The need for treatment studies in this area is also apparent, as the treatment needs of those suffering from neurocognitive difficulties associated with comorbid ADHD and depression may be particularly difficult. Research indicates that in this comorbid group, a combination of anti-depressants and stimulants is more effective in alleviating behavioral symptoms than stimulants or anti-depressants alone (Hornig-Rohan & Amsterdam, 2002). These same medications may also help improve the neurocognitive impairments associated with this dual diagnosis, but this type of longitudinal clinical trial has not been completed to date. As well, improvements in processing speed, cognitive flexibility, and verbal memory may be addressed with behavioral approaches to remediating neurocognition.

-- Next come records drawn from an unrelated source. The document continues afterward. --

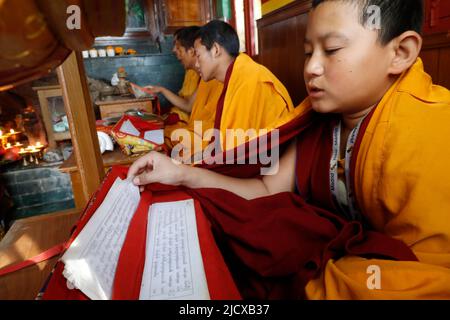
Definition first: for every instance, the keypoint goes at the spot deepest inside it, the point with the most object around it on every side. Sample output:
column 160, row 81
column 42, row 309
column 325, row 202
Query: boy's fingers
column 140, row 165
column 145, row 178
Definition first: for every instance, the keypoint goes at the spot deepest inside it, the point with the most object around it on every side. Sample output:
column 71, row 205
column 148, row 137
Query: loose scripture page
column 173, row 263
column 91, row 260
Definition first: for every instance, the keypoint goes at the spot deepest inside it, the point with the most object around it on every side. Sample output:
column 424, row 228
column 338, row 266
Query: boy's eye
column 332, row 51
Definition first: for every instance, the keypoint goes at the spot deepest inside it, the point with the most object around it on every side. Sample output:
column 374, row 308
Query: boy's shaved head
column 397, row 16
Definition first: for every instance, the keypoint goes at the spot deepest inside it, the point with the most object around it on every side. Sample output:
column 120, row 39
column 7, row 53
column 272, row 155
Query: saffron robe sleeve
column 201, row 118
column 190, row 85
column 402, row 185
column 254, row 99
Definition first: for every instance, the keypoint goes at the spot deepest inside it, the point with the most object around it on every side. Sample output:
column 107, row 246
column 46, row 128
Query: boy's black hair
column 222, row 33
column 186, row 36
column 176, row 33
column 397, row 16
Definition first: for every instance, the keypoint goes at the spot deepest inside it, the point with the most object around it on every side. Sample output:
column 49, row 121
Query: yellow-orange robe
column 190, row 85
column 203, row 109
column 254, row 99
column 402, row 185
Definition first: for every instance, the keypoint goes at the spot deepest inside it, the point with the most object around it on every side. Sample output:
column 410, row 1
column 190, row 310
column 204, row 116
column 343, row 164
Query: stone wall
column 37, row 191
column 143, row 69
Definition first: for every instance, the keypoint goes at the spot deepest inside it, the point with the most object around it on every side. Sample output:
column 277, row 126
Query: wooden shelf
column 110, row 158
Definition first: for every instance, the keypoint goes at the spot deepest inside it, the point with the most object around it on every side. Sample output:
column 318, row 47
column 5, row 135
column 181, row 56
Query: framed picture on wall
column 140, row 22
column 137, row 17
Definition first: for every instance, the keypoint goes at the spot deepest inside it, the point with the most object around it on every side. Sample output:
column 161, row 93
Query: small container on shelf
column 93, row 53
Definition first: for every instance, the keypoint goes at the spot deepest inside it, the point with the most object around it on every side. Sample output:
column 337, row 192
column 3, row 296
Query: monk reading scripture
column 359, row 206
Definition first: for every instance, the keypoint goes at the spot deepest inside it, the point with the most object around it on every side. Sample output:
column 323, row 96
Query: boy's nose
column 314, row 67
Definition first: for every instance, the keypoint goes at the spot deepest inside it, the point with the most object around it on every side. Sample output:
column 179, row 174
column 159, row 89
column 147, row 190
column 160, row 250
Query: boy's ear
column 216, row 50
column 406, row 48
column 191, row 51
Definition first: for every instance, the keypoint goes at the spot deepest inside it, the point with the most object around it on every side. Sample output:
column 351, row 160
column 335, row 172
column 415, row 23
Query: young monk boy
column 201, row 105
column 185, row 52
column 253, row 97
column 377, row 150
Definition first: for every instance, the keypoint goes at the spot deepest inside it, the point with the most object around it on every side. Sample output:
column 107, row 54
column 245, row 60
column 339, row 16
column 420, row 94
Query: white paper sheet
column 156, row 136
column 129, row 128
column 173, row 264
column 91, row 260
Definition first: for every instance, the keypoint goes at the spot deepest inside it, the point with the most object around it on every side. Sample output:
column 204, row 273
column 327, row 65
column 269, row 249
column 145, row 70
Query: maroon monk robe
column 276, row 244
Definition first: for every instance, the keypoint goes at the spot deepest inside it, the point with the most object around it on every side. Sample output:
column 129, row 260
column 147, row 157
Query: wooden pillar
column 80, row 114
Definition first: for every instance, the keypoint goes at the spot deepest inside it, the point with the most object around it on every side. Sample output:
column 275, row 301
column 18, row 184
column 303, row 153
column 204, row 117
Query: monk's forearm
column 201, row 178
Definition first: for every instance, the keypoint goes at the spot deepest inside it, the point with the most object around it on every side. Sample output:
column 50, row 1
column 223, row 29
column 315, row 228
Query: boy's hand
column 156, row 167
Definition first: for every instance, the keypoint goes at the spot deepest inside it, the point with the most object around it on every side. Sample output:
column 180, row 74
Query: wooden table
column 110, row 158
column 118, row 106
column 27, row 238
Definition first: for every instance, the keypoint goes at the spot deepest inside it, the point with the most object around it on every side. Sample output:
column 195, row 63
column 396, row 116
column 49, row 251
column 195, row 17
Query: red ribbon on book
column 43, row 256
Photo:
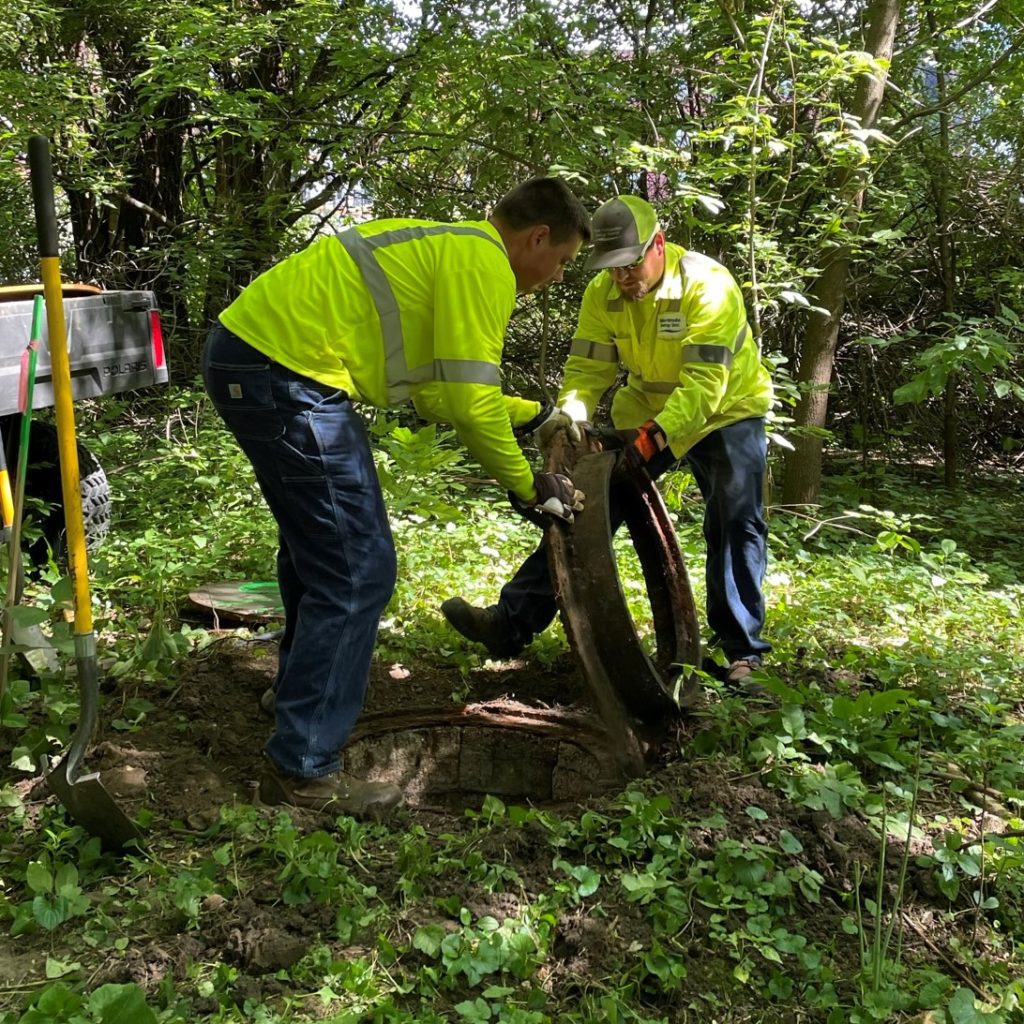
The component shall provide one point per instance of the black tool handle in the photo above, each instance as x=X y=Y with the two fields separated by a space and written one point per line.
x=42 y=195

Overall, the current study has identified specific additive neurocognitive difficulties present in those with co-occurring ADHD and depression. Modest additive impairments were observed in processing speed, cognitive flexibility, and delayed verbal memory for conceptual material, while measures of verbal intelligence, non-verbal reasoning, problem-solving, working memory, and basic visual scanning were similar between groups. The results indicate that difficulties in effortful processing are more closely associated with depressive symptoms, but are nonetheless significantly impaired in the comorbid group. The fact that severity of depressive symptoms is significantly correlated with these neurocognitive impairments also implies that those with severe MDD and ADHD may be particularly at risk for these additive deficits. Continued research in this area is necessary to replicate these findings and investigate other neurocognitive areas that may also be affected. Treatment options such as medication and neurocognitive enhancement should also be investigated in order to determine the best treatment options for improving neurocognitive functioning in this comorbid population.
This work was supported by the Ministry of Training, Colleges, and Universities.